Ethical considerations
Ethical approval was obtained from the Research Ethics Committee of the Hospital, under a certificate of ethical appreciation. Volunteers were informed about the research and about the right not to participate or withdraw from the study at any time without causing any harm to their care. Participants who agreed to participate in the study signed a written consent form.
Results
Flow of participants
The total number of participants approached to carry out this study was 264. From this total, 76 participants who had their surgery canceled, and 93 participants who did not meet the inclusion criteria were subtracted: 18 refused to participate in the study, 47 were under 60 years old, 13 did not have a contact telephone, 7 had complications before the surgical procedure, and 8 were in readmission. The study did not observe over-recruiting or potential loss to follow-up. The follow-up presented, thus, a randomized sample of 95 participants, 48 in the experimental group, and 47 in the control group. There was no loss to follow-up in either group. Figure 2 presents a flow diagram of the participants throughout the study.

CONSORT flow diagram.
Sample homogeneity
To verify whether the sample was homogeneous, the characteristic profile of the participants was traced. The control and experimental groups had the same formation characteristics, that is, the same baseline initial conditions. There were no significant differences in the distribution of patients between the control and experimental groups with respect to gender (p-value = .436), marital status (p-value = .672) and comorbidities: hypertension (p-value = .296) and cancer (p-value = .617).
Both groups presented a prevalence of women, typical of the older population (60.4% in the experimental group and 68.1% in the control group), as well as a prevalence of married participants (43.8% in the experimental group and 51.1% in the control group). Important data related to the effectiveness and importance of the systematization of the tested intervention refer to education, as approximately 50% (47 participants) did not complete elementary school.
Therefore, these participants need continuity in post-discharge care to ensure their understanding of information and care related to recovery. In all these cases, the distribution of men and women in the control and experimental groups did not present significant differences.
The patients who had cataract surgery presented a mean age of approximately 71 years were married (47.4%), did not complete elementary school (49.5%), systemic arterial hypertension (69.5%), and presented KATZ classification A (68.4%) and an average LAWTON of approximately 19. The distribution of KATZ, LAWTON, Mini-Mental State Examination, and Nutritional Assessment scores in the control and experimental groups did not present significant differences. Both groups of participants, control and experimental, differed significantly in the incidence of diabetes (p-value = .038), which was higher in the control group. Therefore, they were groups with similar characteristics containing patients with the same baseline initial conditions, indicating the random allocation of the patients of the control and experimental groups.

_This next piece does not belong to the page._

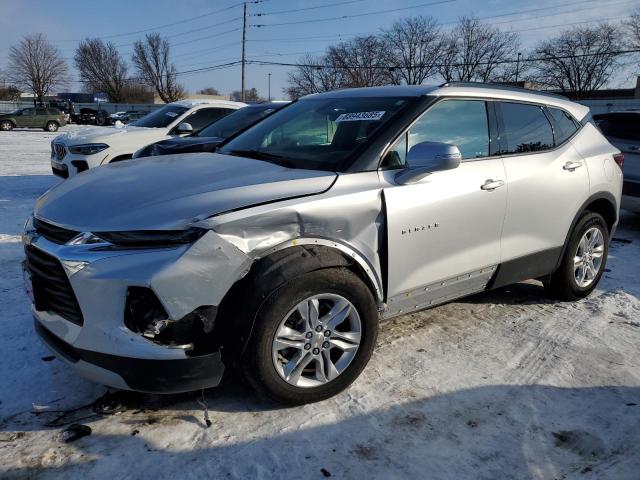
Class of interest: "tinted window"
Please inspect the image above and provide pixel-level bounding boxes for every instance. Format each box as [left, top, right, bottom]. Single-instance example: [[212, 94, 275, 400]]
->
[[198, 107, 279, 138], [130, 105, 189, 128], [593, 113, 640, 140], [221, 96, 409, 171], [382, 100, 489, 168], [409, 100, 489, 159], [547, 107, 578, 145], [182, 108, 233, 132], [500, 102, 553, 154]]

Comparison of the nursing diagnosis in the experimental and control groups
Table 1 shows the distribution of the defining characteristics, related factors, and nursing diagnosis of DSR during the three assessments according to group (experimental or control) and the respective chi-square or Fisher’s exact test results.
Distribution of the defining characteristics, related factors, and nursing diagnosis of DSR during the three assessments (D1, D7, and D30) (n = 95).
DSR: delayed surgical recovery.
χ2 or Fisher’s exact test.
The defining characteristics “postponed resumption of work” and “loss of appetite without nausea” were not identified during the three assessments (n = 0, percentage = 0, p-value = 1.000). The same was true for the related factors of postoperative feelings of fear, insecurity, guilt or loss, hopelessness, decreased self-esteem, and extensive surgical procedure.
Statistical analysis indicated that the DSR diagnosis was present in the second and third evaluations, performed on the 7th and 30th postoperative days, with significant differences between the two groups, as shown in Table 2. The diagnosis was not present in any patient in the control or experimental group at the first evaluation (first postoperative day).
Nursing interventions performed in the telephone follow-up (n = 48).
PO: postoperative.
The OR in the second evaluation was equal to 0.118, with a confidence interval (CI = 1.02, 10.23). Patients who received the telephone follow-up intervention had a significantly reduced chance of presenting DSR. In other words, the chance of a patient who did not receive the telephone intervention receiving a DSR diagnosis was 1/0.118 = 8.5 times greater than the chance of a patient who did receive the telephone follow-up being diagnosed with DSR.
Patients who did not receive the intervention were more likely to have evidence of interrupted healing of the surgical area (OR = 10.8; CI = 2.84, 14.07), discomfort (OR = 7.0; CI = 2.79, 18.53), pain (OR = 6.4; CI = 2.04, 9.89), postoperative feelings of anxiety (OR = 38.5; CI = 27.5, 56.03), worry (OR = 8.2; CI = 3.14, 9.81), and postoperative infection at the surgical site (OR = 6.2; CI = 2.03, 7.80).
Thus, telephone monitoring has a protective effect against the feeling of anxiety, that is, a patient who did not receive telephone follow-up was 38.5 times more likely to feel anxiety than a patient who did. Therefore, association tests and OR analysis indicate that telephone follow-up patients have a reduced risk for DSR.
The nursing interventions implemented in the experimental group through the telephone follow-up were performed with higher frequency, with reduction at the end of the intervention: discomfort management, use of eyecup, care in the cleaning of the operated eye, care in the use of eye drops, use of sunglasses, and guidance on self-care (Table 2).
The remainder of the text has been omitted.